Bearish investors found more than enough ammunition in the report, too. The so-called "underemployment" rate, which includes part-timers seeking full-time work and discouraged workers who have stopped looking, remains high at 16.5%. More workers are also unemployed for longer periods, as the number of people unemployed for 27 weeks or more rose to 6.3 million. And the ranks of jobless minorities are vastly outpacing the broader population, with 16.5% of blacks and 12.6% of Hispanics counted among the unemployed.
The Senate attempted to respond last week by passing a $15 billion jobs stimulus package by a 70-28 vote. Republican Sen. Jim Bunning of Kentucky came under fire this week when he attempted to delay an extension on jobless benefits, only to relent under criticism.
Not all experts expect winter storms to impact the jobs number, but enough of them are worried.
"There's going to be a lot of noise in these upcoming data," said Larry Adam, U.S. chief investment strategist at Deutsche Bank (DB) Private Wealth Management. "So, I wouldn't overreact one way or the other. I think it's more important to look at it on a trend basis rather than a cycle basis. Our economist thinks we'll see a pretty good rebound in March on the idea the employment market is starting to recover."
The noise may also force market observers to put more focus on the unemployment rate, which is culled from a separate survey.
Regardless of Friday's numbers, there are some encouraging figures suggesting such a recovery. An assessment from Automatic Data Processing (ADP) showed private-sector employers shed their fewest jobs in two years, while a separate report from Challenger, Gray & Christmas said layoff announcements fell 41% last month.
In what Doug Roberts, chief investment strategist at ChannelCapitalResearch.com, says last week’s decline in initial jobless claims "bodes well for the numbers tomorrow." New claims for unemployment benefits fell by 29,000 to a seasonally adjusted 469,000 last week. Though first-time applications for state unemployment insurance have remained around 450,000 in recent weeks, they’re down from last year's highs of almost 700,000.

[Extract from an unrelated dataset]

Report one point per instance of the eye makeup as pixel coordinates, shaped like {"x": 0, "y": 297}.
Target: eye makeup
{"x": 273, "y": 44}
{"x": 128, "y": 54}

Firms are also improving productivity, doing more with less after slashing costs and employees, which could allow many companies to delay hiring. The Labor Department said worker output rose 6.9% in the fourth quarter at an annual rate.
Observers will dissect Friday’s report for clues on the economic recovery. Employment in the manufacturing industry showed positive growth for the first time in three years in January, so many will look for a trend in February's report. Others will be looking closely at temporary hiring figures, which some see as a precursor for future growth.